Patrick has explained that our motive for practice influences our spiritual development. Our motive relates to the intention within the deep mind. On a practical level this can be explained in terms of pushing hands. When the impulse to push a person arises in the mind the body will usually contract. The contraction at the moment a push is delivered appears to be connected to a less pure motive such as ambition, domination, control, fear, anger, the wish to win etc. These kinds of motives influence the type of force that is expressed via a push. To issue a push as the mind deepens using a relaxed force requires a motive that is not encumbered by negative emotion. In terms of training and working on ourselves psychologically this is a useful feedback loop and can help us understand where we are at with regard motive.

Patrick has emphasized the importance of the motive changing over time. At a certain level if the motive is not purified the process that we train can become blocked. The motive in Taiji influences the intention and the body movement. Going deeper within ourselves is really the only way to work with this. Patrick once gave an example of how the motive can influence a person's progress. Master Huang, Patrick's teacher, had a good student who at a certain time in his life had some trouble. He became involved in something dubious and as a consequence his motive changed and his Taiji became blocked.

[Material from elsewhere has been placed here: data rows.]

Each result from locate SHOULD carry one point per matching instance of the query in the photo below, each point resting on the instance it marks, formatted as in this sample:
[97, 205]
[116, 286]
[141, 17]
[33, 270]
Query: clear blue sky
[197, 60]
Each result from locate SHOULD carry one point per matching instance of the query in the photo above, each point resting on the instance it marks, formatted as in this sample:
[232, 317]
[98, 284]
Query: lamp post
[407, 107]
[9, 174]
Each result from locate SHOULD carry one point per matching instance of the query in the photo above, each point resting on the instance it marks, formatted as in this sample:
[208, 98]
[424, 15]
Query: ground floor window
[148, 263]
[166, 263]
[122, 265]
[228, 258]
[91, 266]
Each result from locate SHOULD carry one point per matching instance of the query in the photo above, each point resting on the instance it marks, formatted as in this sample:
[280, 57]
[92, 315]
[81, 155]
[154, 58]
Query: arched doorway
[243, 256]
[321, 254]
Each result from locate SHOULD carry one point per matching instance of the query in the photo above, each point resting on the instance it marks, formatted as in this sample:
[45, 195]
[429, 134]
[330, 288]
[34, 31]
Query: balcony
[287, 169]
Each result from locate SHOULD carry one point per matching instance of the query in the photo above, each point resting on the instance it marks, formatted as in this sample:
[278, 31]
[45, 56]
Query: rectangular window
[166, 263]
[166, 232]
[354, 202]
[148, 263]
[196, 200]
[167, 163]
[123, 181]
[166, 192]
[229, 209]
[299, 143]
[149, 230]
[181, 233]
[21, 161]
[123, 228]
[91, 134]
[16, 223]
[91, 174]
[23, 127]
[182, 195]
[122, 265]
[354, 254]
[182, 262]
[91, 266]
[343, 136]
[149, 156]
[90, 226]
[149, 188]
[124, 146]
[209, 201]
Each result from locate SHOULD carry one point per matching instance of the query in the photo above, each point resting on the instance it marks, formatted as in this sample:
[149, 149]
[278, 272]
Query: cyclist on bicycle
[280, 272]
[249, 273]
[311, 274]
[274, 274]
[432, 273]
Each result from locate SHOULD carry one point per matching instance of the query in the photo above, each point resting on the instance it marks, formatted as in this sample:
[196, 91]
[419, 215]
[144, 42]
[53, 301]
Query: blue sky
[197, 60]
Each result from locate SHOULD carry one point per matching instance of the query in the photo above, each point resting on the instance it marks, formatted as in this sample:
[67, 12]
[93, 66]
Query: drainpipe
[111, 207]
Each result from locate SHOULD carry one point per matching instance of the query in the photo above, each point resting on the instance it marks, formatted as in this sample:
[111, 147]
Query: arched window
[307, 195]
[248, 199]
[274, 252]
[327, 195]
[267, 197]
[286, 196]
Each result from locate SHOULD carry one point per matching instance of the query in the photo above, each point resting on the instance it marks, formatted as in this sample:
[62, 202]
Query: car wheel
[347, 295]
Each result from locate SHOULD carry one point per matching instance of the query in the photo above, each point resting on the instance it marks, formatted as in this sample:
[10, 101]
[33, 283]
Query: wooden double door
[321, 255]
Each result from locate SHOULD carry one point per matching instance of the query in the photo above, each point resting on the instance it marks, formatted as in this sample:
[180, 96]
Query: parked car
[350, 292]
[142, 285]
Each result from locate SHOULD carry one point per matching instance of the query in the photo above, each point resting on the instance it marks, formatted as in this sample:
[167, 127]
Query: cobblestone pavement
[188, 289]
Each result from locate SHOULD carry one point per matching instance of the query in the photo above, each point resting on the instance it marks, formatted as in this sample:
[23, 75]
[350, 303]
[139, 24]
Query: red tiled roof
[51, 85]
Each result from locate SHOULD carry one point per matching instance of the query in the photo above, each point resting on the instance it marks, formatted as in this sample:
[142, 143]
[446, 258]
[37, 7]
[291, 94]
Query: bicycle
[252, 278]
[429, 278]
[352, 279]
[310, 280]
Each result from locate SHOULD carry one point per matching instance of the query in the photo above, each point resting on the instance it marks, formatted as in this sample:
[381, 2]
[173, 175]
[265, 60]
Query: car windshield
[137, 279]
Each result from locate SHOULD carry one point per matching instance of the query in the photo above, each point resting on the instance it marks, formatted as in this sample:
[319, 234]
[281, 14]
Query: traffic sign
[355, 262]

To clarify this idea further Patrick has explained to his students that in the deep structures within the mental, emotional and physical bodies there are hidden motives on each level and it is by refining these motives that an individual consciousness can slowly develop. As the three bodies: mental, physical, and emotional are purified more contact with our spirit is able to come though. Eventually when we have realized ourselves it is the spirit that directs us not unconscious desires.

The psychological spiritual aspect of Taiji is present from the day we begin and continues throughout our training. In the beginning this may not be conscious however as we progress this will become more conscious. It does require an intention in the direction of going deeper. The process we train works on our total system: body, mind and spirit. Whether we are conscious of it or not our motive influences our development. It does not matter so much what the motive to start Taiji is in the beginning. If an individual is drawn to this method the deeper part of them will understand its value over time and the motive will slowly change. If the motive does not change it is unlikely that a person will continue.

The work we do in Taiji requires perseverance and a willingness to 'invest in loss' as suggested by Master Huang Xingxian's teacher Cheng Man-Ching, otherwise the obstacles encountered along the way may interfere with the training process. If we do not refine our motive and make the effort to go deeper we will not find the true value of this practice. From my experience this is a great practice worth embracing.